All of lore.kernel.org
 help / color / mirror / Atom feed
From: Konstantin <newsbox1026@web.de>
To: Anand Jain <Anand.Jain@oracle.com>,
	kreijack@inwind.it, MegaBrutal <megabrutal@gmail.com>,
	linux-btrfs <linux-btrfs@vger.kernel.org>
Cc: Robert White <rwhite@pobox.com>, Chris Mason <clm@fb.com>
Subject: Re: PROBLEM: #89121 BTRFS mixes up mounted devices with their snapshots
Date: Mon, 08 Dec 2014 01:05:16 +0100	[thread overview]
Message-ID: <5484EB3C.4000608@web.de> (raw)
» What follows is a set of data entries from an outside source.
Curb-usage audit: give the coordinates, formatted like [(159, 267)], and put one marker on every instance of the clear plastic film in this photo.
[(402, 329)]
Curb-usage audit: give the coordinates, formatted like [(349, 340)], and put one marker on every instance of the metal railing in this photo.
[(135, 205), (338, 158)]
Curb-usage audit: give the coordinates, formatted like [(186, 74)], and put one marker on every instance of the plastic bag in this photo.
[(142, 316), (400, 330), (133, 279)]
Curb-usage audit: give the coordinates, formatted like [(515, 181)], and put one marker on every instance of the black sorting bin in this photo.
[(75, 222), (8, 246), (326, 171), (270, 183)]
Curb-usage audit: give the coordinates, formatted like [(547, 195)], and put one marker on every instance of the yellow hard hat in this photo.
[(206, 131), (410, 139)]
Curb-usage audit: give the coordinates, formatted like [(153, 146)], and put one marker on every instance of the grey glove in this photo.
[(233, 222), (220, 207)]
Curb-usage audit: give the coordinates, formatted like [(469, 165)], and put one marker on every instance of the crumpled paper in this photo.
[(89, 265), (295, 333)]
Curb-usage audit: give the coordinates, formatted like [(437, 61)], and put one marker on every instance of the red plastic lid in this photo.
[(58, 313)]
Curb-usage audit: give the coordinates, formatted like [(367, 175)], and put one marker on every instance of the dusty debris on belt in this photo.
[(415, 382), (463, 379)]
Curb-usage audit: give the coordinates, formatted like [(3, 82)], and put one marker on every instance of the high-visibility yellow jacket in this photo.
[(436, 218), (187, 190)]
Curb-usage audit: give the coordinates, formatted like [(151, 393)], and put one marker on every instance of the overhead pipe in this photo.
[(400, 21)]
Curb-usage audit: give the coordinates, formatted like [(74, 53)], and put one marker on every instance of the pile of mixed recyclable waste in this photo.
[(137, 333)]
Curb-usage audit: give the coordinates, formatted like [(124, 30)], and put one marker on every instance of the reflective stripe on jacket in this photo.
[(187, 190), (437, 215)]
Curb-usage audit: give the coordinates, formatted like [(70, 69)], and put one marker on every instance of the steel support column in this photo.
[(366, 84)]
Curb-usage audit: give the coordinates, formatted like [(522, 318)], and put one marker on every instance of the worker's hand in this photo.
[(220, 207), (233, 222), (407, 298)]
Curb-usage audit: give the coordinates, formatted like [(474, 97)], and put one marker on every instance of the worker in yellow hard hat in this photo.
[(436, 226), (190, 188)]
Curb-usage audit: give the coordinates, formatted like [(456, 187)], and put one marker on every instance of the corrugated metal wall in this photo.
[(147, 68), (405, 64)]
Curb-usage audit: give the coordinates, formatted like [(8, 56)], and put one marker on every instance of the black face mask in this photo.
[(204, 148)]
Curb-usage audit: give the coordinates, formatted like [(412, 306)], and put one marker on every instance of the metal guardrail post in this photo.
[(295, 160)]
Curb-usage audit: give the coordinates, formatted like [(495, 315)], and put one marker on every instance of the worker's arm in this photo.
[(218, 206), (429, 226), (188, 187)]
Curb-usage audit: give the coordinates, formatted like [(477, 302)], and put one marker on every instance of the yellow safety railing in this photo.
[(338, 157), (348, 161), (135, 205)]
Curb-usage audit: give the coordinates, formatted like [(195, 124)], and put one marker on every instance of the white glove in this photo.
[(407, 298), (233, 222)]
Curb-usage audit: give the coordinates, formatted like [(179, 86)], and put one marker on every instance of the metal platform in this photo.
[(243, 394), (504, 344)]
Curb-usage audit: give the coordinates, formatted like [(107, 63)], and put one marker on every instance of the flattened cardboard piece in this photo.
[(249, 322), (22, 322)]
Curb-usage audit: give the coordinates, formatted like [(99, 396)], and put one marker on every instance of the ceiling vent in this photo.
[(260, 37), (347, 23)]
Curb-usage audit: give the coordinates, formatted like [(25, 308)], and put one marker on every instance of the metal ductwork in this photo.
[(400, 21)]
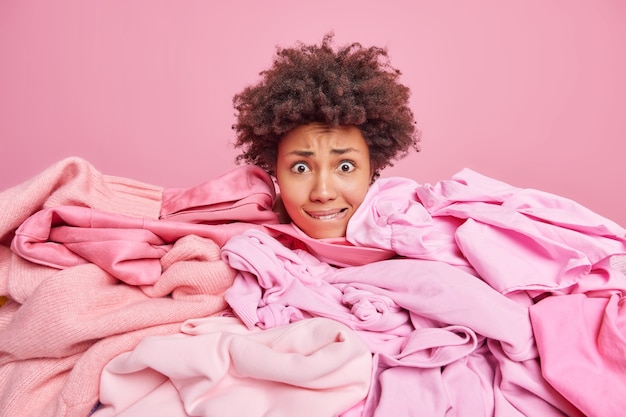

In-Reply-To: <547DA86C.4050100@oracle.com>


Anand Jain wrote on 02.12.2014 at 12:54:
>
>
>
> On 02/12/2014 19:14, Goffredo Baroncelli wrote:
>> I further investigate this issue.
>>
>> MegaBrutal, reported the following issue: doing a lvm snapshot of the
>> device of a
>> mounted btrfs fs, the new snapshot device name replaces the name of
>> the original
>> device in the output of /proc/mounts. This confused tools like
>> grub-probe which
>> report a wrong root device.
>
> very good test case indeed thanks.
>
> Actual IO would still go to the original device, until FS is remounted.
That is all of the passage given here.